This little project will teach you how to create basic programs with your arduino. (More importantly, it'll give you something that blinks and glows and has LEDs.)

Okay, so we're creating a binary clock that counts seconds. (If you want to add minutes and hours later, it's incredibly intuitive.) First thing first: Binary!

Okay, so we have 60 seconds in a minute.

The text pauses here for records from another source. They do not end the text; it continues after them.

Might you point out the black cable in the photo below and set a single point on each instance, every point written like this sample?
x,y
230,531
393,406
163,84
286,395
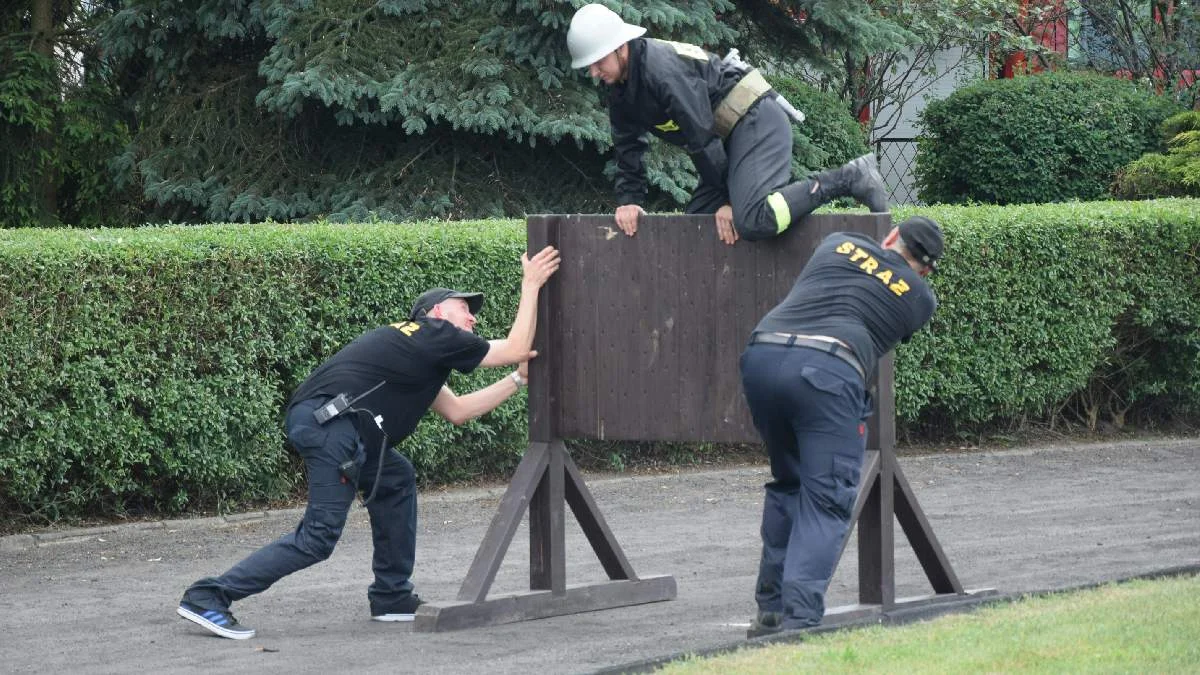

How many LEDs should we use to fully describe all 60 possible seconds? (0-59). What you want to do when posed with a problem like this is quickly figure out which power of two is immediately above your target range (less one); in this case, 64 is the next power above 59.

So how does the binary clock work? Well, here's a quick intro to binary.

In our decimal system, we have a ones place, a tens place, a hundreds place, and so forth. So the first digit to the left of the decimal point is the ones, the second is the tens, the third is the hundreds.

Therefore a number like 255 is
Code:
5 * 1 + 5 * 10 + 2 * 100

Let's think of a common pattern we see. 1, 10, 100... ah!
Code:
5 * 10^0 + 5 * 10^1 + 2 * 10^2

So we have the ones place is 10^0, the tens place is 10^1, the hundreds is 10^2 and so forth.

Now let's think of this in terms of a list: If we go left from the decimal, we have the 0th element, 1st element, 2nd element, and so forth. 0th element corresponds to 10^0, 1st to 10^1, 2nd to 10^2, and so forth.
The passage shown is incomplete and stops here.